Es este un error de realización, de dirección, de cómo enfocar la mirada hacia lo que se está narrando, pero hay algo más profundo, y es que el guión ya arrastra sus propios problemas de partida. Algunos siguen teniendo en alta estima ese rótulo inicial con el que comienzan las películas más aparatosas: “Basado en hechos reales”. Conscientes de esas lamentables preferencias, cualquier producción encuentra más rentable aferrarse a adaptar con torpeza un hecho real que construir una ficción interesante.
Paige despierta del coma y no recuerda su vida presente, ni a su propio marido. Sólo concibe sus recuerdos hasta cierto momento de su vida. Recomponer el puzzle es su única preocupación. A partir de esa sugerente premisa, Todos los días de mi vida inicia su particular visión en torno a una situación en la que, de otra manera, las posibilidades podrían ser infinitas: un marido que intenta volver a enamorar a su esposa, y una esposa que ni siquiera recuerda a su pareja. La película pretende situar sus virtudes en esa tensión entre la dulzura del puro romance y la crudeza de una situación límite, de un sacrificio (The vow, el título original, da una mejor idea de las intenciones del filme) pero ninguna de sus bazas se sostiene.
La primera de ellas, la del romance, no funciona porque en primer lugar pertenece a uno solo de los protagonistas, que además es mucho peor actor que su compañera. Pero el mayor de sus pecados es el de no encontrar nunca el momento para endosar una de sus frases preconstruidas en torno al amor eterno. Todo suena a impostado, extraído de un manual barato. Y no ya lo que se dice, sino que también ocurre a nivel visual: llueve en el exterior mientras la chica encuentra su regalo, mira a través de la ventana y encuentra a su amado muriendo de frío bajo el temporal. Docenas de referencias visuales que pretenden convertirse en el colmo del romance pero que, en el fondo, se acercan mucho más al universo de lo ridículo que a genuinas expresiones de amor.

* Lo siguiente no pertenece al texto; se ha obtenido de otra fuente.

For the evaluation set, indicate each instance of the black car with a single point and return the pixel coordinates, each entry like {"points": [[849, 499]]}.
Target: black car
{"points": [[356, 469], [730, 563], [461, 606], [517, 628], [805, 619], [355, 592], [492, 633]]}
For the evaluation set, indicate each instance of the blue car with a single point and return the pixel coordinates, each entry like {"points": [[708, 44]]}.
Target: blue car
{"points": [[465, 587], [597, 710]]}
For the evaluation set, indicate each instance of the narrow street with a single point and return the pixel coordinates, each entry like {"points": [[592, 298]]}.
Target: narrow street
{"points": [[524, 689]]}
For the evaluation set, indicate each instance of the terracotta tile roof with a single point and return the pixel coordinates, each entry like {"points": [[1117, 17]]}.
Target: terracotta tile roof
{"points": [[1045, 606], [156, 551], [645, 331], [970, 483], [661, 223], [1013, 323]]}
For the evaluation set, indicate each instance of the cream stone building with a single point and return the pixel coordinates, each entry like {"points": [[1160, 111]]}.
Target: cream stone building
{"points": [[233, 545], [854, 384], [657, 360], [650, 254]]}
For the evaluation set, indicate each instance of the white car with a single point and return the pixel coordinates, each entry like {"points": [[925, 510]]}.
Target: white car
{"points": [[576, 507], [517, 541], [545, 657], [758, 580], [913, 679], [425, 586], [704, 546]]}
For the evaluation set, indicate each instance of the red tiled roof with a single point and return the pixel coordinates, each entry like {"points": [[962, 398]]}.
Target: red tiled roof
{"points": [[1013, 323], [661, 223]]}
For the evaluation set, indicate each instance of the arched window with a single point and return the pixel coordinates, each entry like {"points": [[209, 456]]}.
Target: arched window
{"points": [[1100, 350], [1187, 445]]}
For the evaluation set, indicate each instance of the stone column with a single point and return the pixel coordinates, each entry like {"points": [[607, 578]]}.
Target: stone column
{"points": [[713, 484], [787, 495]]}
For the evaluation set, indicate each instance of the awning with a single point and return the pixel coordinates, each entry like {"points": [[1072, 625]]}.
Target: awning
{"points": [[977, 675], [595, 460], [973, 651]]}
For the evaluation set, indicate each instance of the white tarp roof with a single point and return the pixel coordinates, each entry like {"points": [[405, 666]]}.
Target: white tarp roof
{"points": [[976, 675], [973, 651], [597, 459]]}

Y la cruda realidad de la situación tampoco funciona al no encontrar nunca la manera de encajarlas en el relato sin destruir el encanto que intentan edificar los gestos bonitos. Alguien debió pensar que un poco de realismo en un cuento idílico resultaría de lo más original, pero nadie se paró a pensar en cómo combinar ambos climas para no echar todo a perder. La película promete muchas cosas que se van disolviendo conforme avanza, en un guión que no duda en abandonarse finalmente al estereotipo de unos padres que protagonizan una subtrama propia de cualquier sobremesa. Los lugares hacia donde debería haber mirado la película quedan nuevamente inconclusos.

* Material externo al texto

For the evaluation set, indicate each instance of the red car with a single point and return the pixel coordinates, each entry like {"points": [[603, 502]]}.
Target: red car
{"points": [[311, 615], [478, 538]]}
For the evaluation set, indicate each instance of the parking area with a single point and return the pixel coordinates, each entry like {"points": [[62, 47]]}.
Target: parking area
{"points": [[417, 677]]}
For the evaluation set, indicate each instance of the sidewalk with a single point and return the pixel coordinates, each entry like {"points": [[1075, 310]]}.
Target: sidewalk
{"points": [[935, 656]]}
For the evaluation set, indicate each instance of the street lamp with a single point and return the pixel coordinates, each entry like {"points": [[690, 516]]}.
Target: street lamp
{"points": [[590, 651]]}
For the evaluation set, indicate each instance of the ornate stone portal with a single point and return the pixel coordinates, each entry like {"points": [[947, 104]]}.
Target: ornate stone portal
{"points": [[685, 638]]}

Cualquier argumento disparatado podría funcionar cuando los actores resultan creíbles y hacen que la ficción parezca, durante unos segundos, tan real como la vida misma. Es el caso de una Rachel McAdams que no termina de acertar del todo con los papeles que escoge cuando su talento ya es de sobra conocido. El sentimiento de impostura aquí recae plenamente en Channing Tatum, el compañero de reparto, cuya imponente presencia física es incapaz de disfrazar sus alarmantes carencias interpretativas, poco ayudadas además por un personaje desdibujado, diseñado únicamente para alcanzar las más altas cotas de romanticismo jamás vistas.

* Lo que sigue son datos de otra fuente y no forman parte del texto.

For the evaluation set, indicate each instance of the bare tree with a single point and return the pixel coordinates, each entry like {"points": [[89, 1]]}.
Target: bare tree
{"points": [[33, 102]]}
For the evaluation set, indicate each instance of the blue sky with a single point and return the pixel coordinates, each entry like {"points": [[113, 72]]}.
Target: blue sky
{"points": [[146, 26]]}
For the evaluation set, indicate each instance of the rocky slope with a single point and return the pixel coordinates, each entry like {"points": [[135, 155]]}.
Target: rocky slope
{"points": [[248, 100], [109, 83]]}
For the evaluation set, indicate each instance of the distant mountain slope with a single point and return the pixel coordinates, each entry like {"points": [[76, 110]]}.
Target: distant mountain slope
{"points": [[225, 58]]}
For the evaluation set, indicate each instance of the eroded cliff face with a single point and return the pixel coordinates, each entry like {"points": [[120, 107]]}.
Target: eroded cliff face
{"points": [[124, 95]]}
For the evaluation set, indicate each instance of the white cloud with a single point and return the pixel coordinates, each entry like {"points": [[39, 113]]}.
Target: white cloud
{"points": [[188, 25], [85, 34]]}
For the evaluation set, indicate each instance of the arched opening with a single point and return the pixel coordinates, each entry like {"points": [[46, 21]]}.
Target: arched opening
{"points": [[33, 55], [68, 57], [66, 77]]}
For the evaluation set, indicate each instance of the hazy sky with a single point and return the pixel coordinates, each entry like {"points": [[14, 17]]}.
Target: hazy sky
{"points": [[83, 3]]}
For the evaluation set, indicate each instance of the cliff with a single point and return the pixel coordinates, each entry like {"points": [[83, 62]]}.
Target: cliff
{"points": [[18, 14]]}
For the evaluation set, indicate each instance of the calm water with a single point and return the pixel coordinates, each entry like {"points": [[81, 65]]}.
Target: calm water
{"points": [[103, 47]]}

Las frases están ahí, los gestos hermosos están presentes, el sentimiento de compromiso a través de cualquier circunstancia ha sido filmado, pero nada tiene el sabor de lo verdadero, porque Todos los días de mi vida no está contando una historia. Lo que ocurre en la pantalla es una desdibujada historia real sobre la que se han ido encajando retales de romanticismo de manual. Filmar la realidad conmueve. Todo lo demás se olvida con tal rapidez que no da tiempo siquiera a que termine la película.